Hollywood has enjoyed a lengthy love affair with hiked-up hems. Capris turned Audrey Hepburn into a beatnik for her first screen musical, "Funny Face," and transformed Mary Tyler Moore into a trend-setting housewife in her first big TV foray, "The Dick Van Dyke Show."

Despite their retro pedigree, capri pants and their short-seamed sibs are resolutely modern.

"They look now," says Suzanne Yalof, executive fashion editor of Glamour magazine. "They're an instant updater."

Easy to wear, too. Just about everybody can find a capri or clamdigger to suit her figure and style personality. Some hit just below the knee, some hug the calf, some hover above the ankle.
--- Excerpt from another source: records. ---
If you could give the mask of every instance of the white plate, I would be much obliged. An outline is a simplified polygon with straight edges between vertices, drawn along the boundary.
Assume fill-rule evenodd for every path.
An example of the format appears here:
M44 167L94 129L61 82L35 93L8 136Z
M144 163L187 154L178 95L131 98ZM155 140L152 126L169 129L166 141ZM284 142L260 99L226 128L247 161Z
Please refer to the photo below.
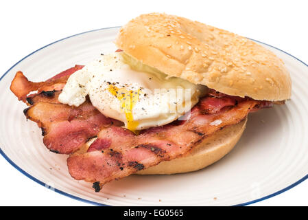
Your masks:
M95 205L231 206L274 196L308 177L308 66L270 45L285 62L293 82L292 100L251 113L235 148L209 167L173 175L131 175L106 184L95 193L92 184L69 175L67 155L49 152L36 124L25 120L26 106L10 91L18 70L31 80L45 80L100 53L114 52L119 28L69 36L32 53L1 78L0 153L38 184L73 199Z

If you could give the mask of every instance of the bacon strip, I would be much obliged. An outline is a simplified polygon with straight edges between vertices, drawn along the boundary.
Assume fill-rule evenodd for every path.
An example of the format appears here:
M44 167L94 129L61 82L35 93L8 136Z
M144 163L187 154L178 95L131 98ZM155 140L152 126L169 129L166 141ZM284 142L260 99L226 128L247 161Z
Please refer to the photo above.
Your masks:
M149 129L139 135L120 127L104 129L93 144L97 145L95 148L90 146L87 153L74 154L67 159L69 173L76 179L99 182L102 186L163 161L185 155L205 137L225 126L239 122L259 103L242 100L232 107L204 114L204 107L208 106L205 102L209 99L203 98L185 123ZM220 101L218 105L221 105ZM97 146L100 142L104 145L102 148Z
M43 91L60 91L65 84L69 76L84 66L76 65L74 67L68 69L45 82L34 82L29 81L23 72L19 71L11 82L10 89L19 98L24 102L27 102L28 94L34 91L40 94ZM32 95L33 96L33 95Z
M60 90L69 76L82 67L75 65L40 82L30 82L19 72L12 82L10 89L19 100L31 105L24 110L24 113L41 128L44 144L51 151L71 153L89 138L96 136L102 128L123 124L102 115L89 100L79 107L63 104L58 100ZM28 94L34 90L37 93Z
M38 102L24 111L27 119L42 129L44 144L51 151L69 154L78 150L99 131L122 123L107 118L86 101L79 107Z

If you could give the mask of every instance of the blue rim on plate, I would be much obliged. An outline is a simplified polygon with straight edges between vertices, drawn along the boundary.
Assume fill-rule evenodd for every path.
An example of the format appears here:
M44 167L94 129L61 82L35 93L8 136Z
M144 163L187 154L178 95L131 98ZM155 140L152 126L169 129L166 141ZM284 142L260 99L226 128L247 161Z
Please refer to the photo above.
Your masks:
M36 50L36 51L32 52L32 53L29 54L29 55L25 56L25 57L23 58L21 60L20 60L19 61L18 61L18 62L17 62L16 63L15 63L13 66L12 66L12 67L10 67L10 69L8 69L4 74L3 74L3 75L2 75L1 77L0 77L0 80L1 80L2 78L3 78L3 77L4 77L4 76L5 76L5 75L6 75L6 74L8 74L8 73L12 69L12 68L14 68L14 67L16 65L18 65L19 63L21 63L21 61L23 61L24 59L25 59L25 58L27 58L28 56L32 55L33 54L34 54L34 53L36 53L36 52L40 51L40 50L45 48L45 47L48 47L48 46L50 46L51 45L53 45L53 44L56 43L58 43L58 42L59 42L59 41L64 41L64 40L65 40L65 39L67 39L67 38L71 38L71 37L73 37L73 36L78 36L78 35L86 34L86 33L88 33L88 32L95 32L95 31L99 31L99 30L102 30L112 29L112 28L120 28L120 27L119 27L119 26L116 26L116 27L104 28L99 28L99 29L93 30L90 30L90 31L87 31L87 32L79 33L79 34L77 34L71 35L71 36L67 36L67 37L66 37L66 38L62 38L62 39L60 39L60 40L54 41L54 42L53 42L53 43L49 43L49 44L48 44L48 45L45 45L45 46L44 46L44 47L40 47L40 49ZM267 44L267 43L263 43L263 42L261 42L261 41L256 41L256 40L254 40L254 39L252 39L252 38L248 38L250 39L250 40L254 41L255 41L255 42L261 43L262 43L262 44L264 44L264 45L268 45L268 46L271 47L272 47L272 48L274 48L274 49L276 49L276 50L279 50L279 51L281 51L281 52L283 52L283 53L285 53L285 54L287 54L287 55L292 56L292 58L295 58L296 60L297 60L300 61L300 63L302 63L303 64L304 64L305 66L308 67L308 65L307 65L306 63L305 63L304 62L303 62L303 61L300 60L300 59L297 58L296 57L294 56L293 55L289 54L289 53L287 53L286 52L285 52L285 51L283 51L283 50L280 50L280 49L279 49L279 48L277 48L277 47L273 47L273 46L272 46L272 45L268 45L268 44ZM30 178L30 179L32 179L33 181L36 182L36 183L39 184L40 185L42 185L43 186L45 187L45 188L49 188L49 189L50 189L50 190L52 190L53 191L55 191L55 192L58 192L58 193L60 193L60 194L61 194L61 195L65 195L65 196L67 196L67 197L70 197L70 198L72 198L72 199L76 199L76 200L78 200L78 201L80 201L88 203L88 204L92 204L92 205L95 205L95 206L110 206L109 205L107 205L107 204L100 204L100 203L95 202L95 201L91 201L91 200L82 199L82 198L80 198L80 197L74 196L74 195L71 195L71 194L69 194L69 193L67 193L67 192L65 192L61 191L61 190L58 190L58 189L56 189L56 188L53 188L53 187L51 187L50 186L48 186L47 184L46 184L45 183L41 182L40 180L39 180L39 179L35 178L34 177L33 177L32 175L31 175L30 174L29 174L29 173L27 173L27 172L25 172L25 170L23 170L21 168L20 168L19 166L17 166L13 161L12 161L12 160L10 160L10 159L5 155L5 153L4 153L4 152L2 151L2 149L1 148L1 147L0 147L0 154L1 154L1 155L4 157L4 159L5 159L5 160L7 160L7 161L8 161L12 166L13 166L16 169L17 169L17 170L18 170L19 171L20 171L21 173L23 173L23 174L25 175L26 177ZM285 187L285 188L283 188L283 189L282 189L282 190L279 190L279 191L277 191L277 192L276 192L272 193L272 194L270 194L270 195L269 195L263 197L259 198L259 199L257 199L252 200L252 201L248 201L248 202L245 202L245 203L242 203L242 204L236 204L236 205L234 205L234 206L247 206L247 205L249 205L249 204L254 204L254 203L256 203L256 202L258 202L258 201L263 201L263 200L269 199L269 198L270 198L270 197L274 197L274 196L276 196L276 195L279 195L279 194L281 194L281 193L282 193L282 192L285 192L285 191L289 190L290 188L292 188L293 187L294 187L295 186L297 186L298 184L300 184L302 182L303 182L304 180L307 179L307 178L308 178L308 174L306 175L305 175L305 177L303 177L303 178L300 179L299 180L296 181L295 183L294 183L294 184L289 185L289 186L287 186L287 187Z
"We've seen it work for so many women, whether they're petite or tall," says Weston of Mode, which targets sizes 12 and up.

Modern-day capris and clam-diggers are cut from denim, gabardine and twill. Army-fatigue green and khaki stand ready as the next look, says Anne Slowey, fashion news director of Elle.
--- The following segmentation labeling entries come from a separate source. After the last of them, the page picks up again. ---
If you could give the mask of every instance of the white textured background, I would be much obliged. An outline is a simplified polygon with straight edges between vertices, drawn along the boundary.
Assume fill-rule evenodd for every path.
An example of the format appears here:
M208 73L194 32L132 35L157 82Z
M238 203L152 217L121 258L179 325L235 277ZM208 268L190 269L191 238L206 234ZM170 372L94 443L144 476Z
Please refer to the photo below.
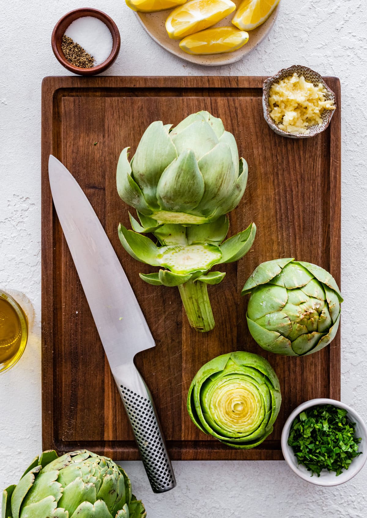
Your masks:
M342 399L367 421L367 2L282 0L268 37L242 61L217 69L190 66L161 49L123 0L91 4L120 31L111 75L272 75L300 63L340 78ZM0 7L0 285L25 293L35 312L26 352L0 377L2 488L18 482L41 451L41 81L69 73L54 57L51 34L63 15L85 5L1 0ZM124 464L148 518L367 517L367 468L344 486L322 489L299 479L284 462L176 462L177 487L156 496L140 463Z

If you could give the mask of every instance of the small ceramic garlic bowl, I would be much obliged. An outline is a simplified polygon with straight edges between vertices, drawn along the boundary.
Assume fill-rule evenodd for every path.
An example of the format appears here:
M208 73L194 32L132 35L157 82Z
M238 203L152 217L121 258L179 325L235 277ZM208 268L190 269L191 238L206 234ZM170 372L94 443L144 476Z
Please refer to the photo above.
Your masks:
M319 477L315 474L311 476L311 471L307 471L305 466L298 465L297 459L295 455L293 448L288 443L288 438L292 426L292 423L296 417L301 412L311 407L318 405L332 405L339 408L344 408L348 412L347 417L352 423L356 423L356 437L361 438L358 448L358 451L362 452L362 455L355 457L351 462L348 469L343 469L343 472L336 477L334 471L328 471L327 469L323 469ZM293 410L289 416L283 427L282 432L282 451L287 464L293 470L295 473L300 477L301 479L307 482L315 484L316 485L331 486L339 485L344 484L350 479L353 479L360 471L367 460L367 428L364 424L362 418L347 405L342 403L335 399L328 399L326 398L319 399L310 399L306 401Z
M320 126L318 125L310 126L310 132L307 135L305 135L304 133L290 133L289 132L281 130L275 121L270 117L269 97L269 92L272 84L277 82L280 80L292 76L295 72L297 72L299 76L303 76L306 81L313 83L315 86L317 86L319 83L321 83L327 90L325 98L328 100L333 100L335 106L336 106L335 94L332 90L330 90L319 74L302 65L293 65L289 68L283 68L275 76L269 77L264 81L262 85L262 107L264 110L264 118L273 131L277 133L278 135L283 137L288 137L289 138L307 138L310 137L313 137L314 135L317 135L318 133L321 133L327 128L330 124L335 110L324 110L322 113L322 123Z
"It's less about looking edgy and more about looking fresh," she says. Capris "look smart, in that old-fashioned sense of the word."

Trendy though they may be, capris possess a timeless quality. Think Jackie Kennedy wading in the Hyannis surf.
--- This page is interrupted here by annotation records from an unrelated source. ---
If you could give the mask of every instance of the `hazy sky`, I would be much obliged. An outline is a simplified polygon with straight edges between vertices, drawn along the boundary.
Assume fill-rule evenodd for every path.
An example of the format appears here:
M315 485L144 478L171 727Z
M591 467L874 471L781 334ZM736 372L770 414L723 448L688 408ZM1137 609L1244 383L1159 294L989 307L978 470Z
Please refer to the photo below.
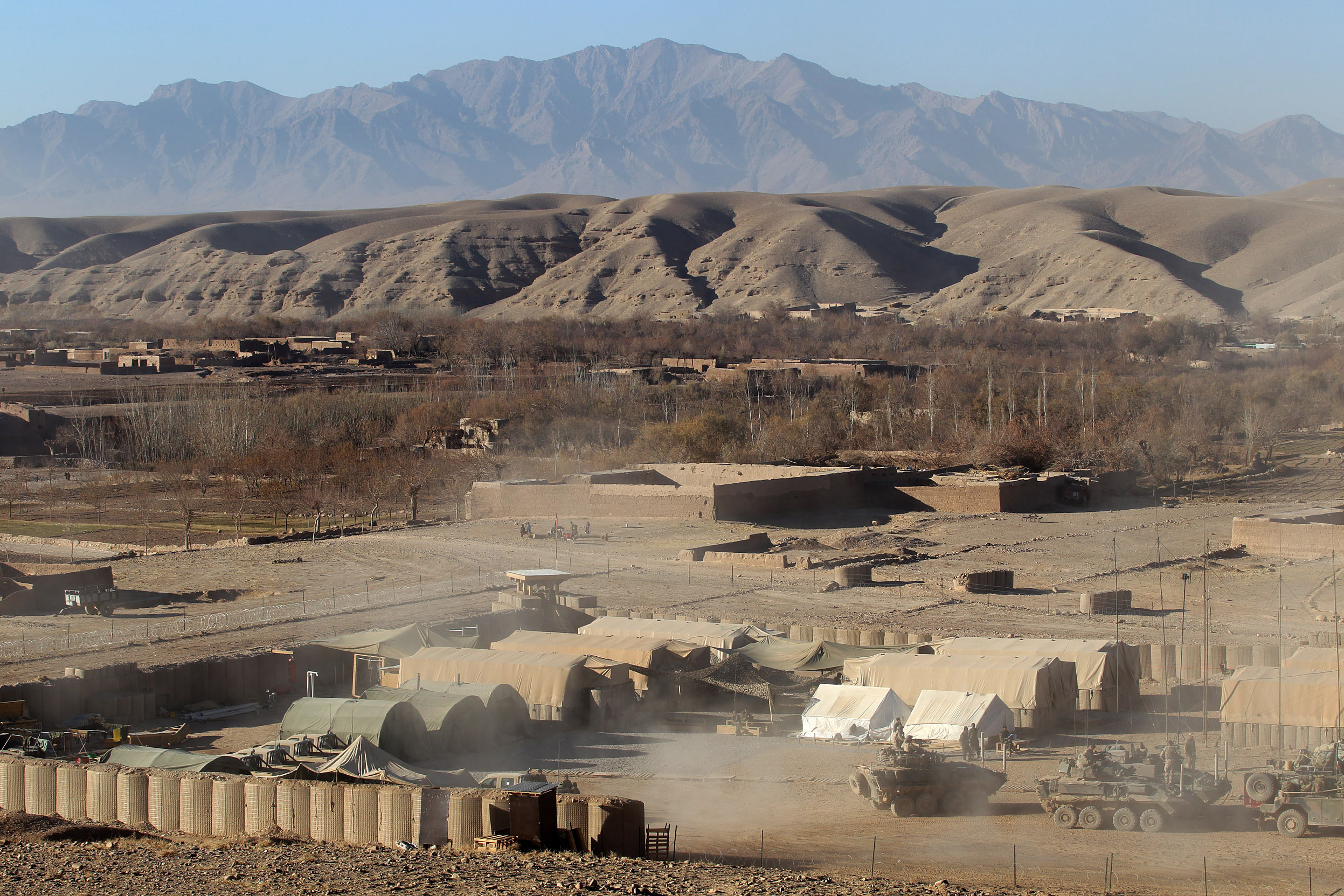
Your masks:
M466 59L547 59L652 38L870 83L1163 110L1245 130L1306 113L1344 130L1344 4L1308 0L0 0L0 125L134 103L184 78L302 95Z

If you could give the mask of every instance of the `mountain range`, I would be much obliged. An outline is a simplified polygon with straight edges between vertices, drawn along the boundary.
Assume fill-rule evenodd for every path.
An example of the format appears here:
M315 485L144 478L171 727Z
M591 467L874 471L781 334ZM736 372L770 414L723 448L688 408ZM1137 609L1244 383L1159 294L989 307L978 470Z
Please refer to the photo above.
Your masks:
M0 313L15 321L667 320L802 302L907 320L1097 305L1339 314L1344 179L1257 196L891 187L0 219Z
M1232 133L1163 113L875 86L789 55L650 40L284 97L181 81L0 129L0 215L367 208L527 193L899 184L1227 195L1344 176L1309 116Z

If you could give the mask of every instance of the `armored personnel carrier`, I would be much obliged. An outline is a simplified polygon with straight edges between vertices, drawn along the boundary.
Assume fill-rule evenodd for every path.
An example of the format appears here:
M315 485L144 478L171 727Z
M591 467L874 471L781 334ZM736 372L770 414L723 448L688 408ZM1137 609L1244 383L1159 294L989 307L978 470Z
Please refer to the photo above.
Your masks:
M1322 744L1246 775L1242 805L1273 821L1284 837L1316 827L1344 827L1344 742Z
M1228 790L1226 778L1196 770L1184 770L1173 780L1145 776L1136 766L1091 750L1060 760L1058 776L1036 782L1040 805L1060 827L1097 830L1109 822L1116 830L1150 834L1172 818L1203 818Z
M855 768L849 789L896 815L976 815L988 811L989 797L1007 780L1003 772L945 759L906 740L899 750L884 747L878 764Z

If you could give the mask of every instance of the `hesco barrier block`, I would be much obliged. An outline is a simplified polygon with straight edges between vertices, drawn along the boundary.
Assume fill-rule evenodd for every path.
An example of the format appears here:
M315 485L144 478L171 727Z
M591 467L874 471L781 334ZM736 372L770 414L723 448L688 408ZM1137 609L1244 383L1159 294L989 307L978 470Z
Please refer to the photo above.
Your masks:
M0 809L23 811L24 801L23 762L0 760Z
M91 821L117 821L117 768L90 768L85 776L85 811Z
M378 842L378 787L353 785L345 789L341 821L347 844Z
M345 840L345 789L339 785L313 785L309 789L312 822L309 836L327 844Z
M56 768L56 814L70 821L87 818L85 814L85 787L87 770L70 762Z
M476 849L484 832L482 790L452 790L448 797L448 837L457 849Z
M308 785L281 782L276 786L276 826L308 837L313 829Z
M215 802L215 782L210 778L183 778L179 786L177 823L184 834L210 837L215 833L211 821Z
M23 770L24 811L30 815L56 814L56 767L30 762Z
M395 846L411 840L411 791L409 787L378 789L378 842Z
M276 782L243 782L243 830L249 834L265 834L276 827Z
M122 825L149 823L149 775L141 771L117 774L117 821Z
M149 775L149 826L164 833L181 830L181 778Z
"Capris are almost a staple," Slowey says. "As women build their wardrobe, they should go out there and find the best pair of capris they can and never get rid of them."

Sun staff writer Elizabeth Large contributed to this article.

A short history of shortened pants

When magazine editor Anne Slowey thinks of capris, the standard-bearers who come to mind are Audrey Hepburn and Jacqueline Onassis.

Hepburn gave capris a kick in "Sabrina" and "Funny Face." More than 40 years later, her signature look is still fresh.

But Hepburn wasn't the only one to give capris that "je ne sais quoi" sense of everlasting cool:

In capris and a tee, Jean Seberg left Jean-Paul Belmondo waiting to exhale in "Breathless."

Jackie Kennedy hit the green in capris as first lady.

Mary Tyler Moore popularized capris as a trend-setting housewife in "The Dick Van Dyke Show."

In "Pulp Fiction," Uma Thurman wore cropped pants on her heartstopping date with John Travolta.

Mix and match these separates

Can't tell a capri from a clam-digger?

You're in good company: Distinguishing toreadors from pedal pushers can prove daunting for even the savviest New York fashion editor. We consulted Fairchild's Dictionary of Fashion. See how well you do and then follow suit -- all these looks are current.

1. Capri pants

2. Clamdiggers

3. Cropped pants

4. Pedal pushers

5. Toreadors

A. Pants cut at varying lengths between ankle and knee.

B. Tight-fitting, below the knee pants, patterned after those worn by Spanish bullfighters.

C. Tight-fitting, three-quarter-length pants, with short slit on outside of leg. Named for the Italian resort where the look first became popular in the '50s.

D. Below the knee, straight-cut pants. First popular during World War II for bicycling.

E. Snug calf-length pants. Originated as cut-off blue jeans, worn while wading to shovel for shellfish.

ANSWERS: 1) C; 2) E; 3) A; 4) D; 5) B.

A user's guide


Try a wide variety of cuts to find the shape and length that works best for you.

Pull on a pair of form-fitting clamdiggers if you've got great calves, or fuller cropped pants if your calves are on the chunky side.

Keep the top sporty, simple and lean. However, if you like the coverage of a bigger shirt, that's "great as long as it's worn with a slimmer-legged toreador," says Michele Weston of Mode.

Wear flats: sneakers with or without tiny socks, sandals, slingbacks, mules or ballet slippers. "Anything else looks kind of silly," says Glamour's Suzanne Yalof.


Don't go for the shortest of the cropped styles if you're petite. In general, the shorter you are, the longer the style you should opt for.

Don't wear cropped pants if you're pear-shaped. "For some reason, they make [a big rear end] look bigger," Yalof says.

Don't show your stomach. "I wouldn't recommend a bra top with capris," says Anne Slowey of Elle. "That brings to mind 'West Side Story.' "

Don't forget your toes. "The three words we always say are 'pedicure, pedicure, pedicure,' " Weston says.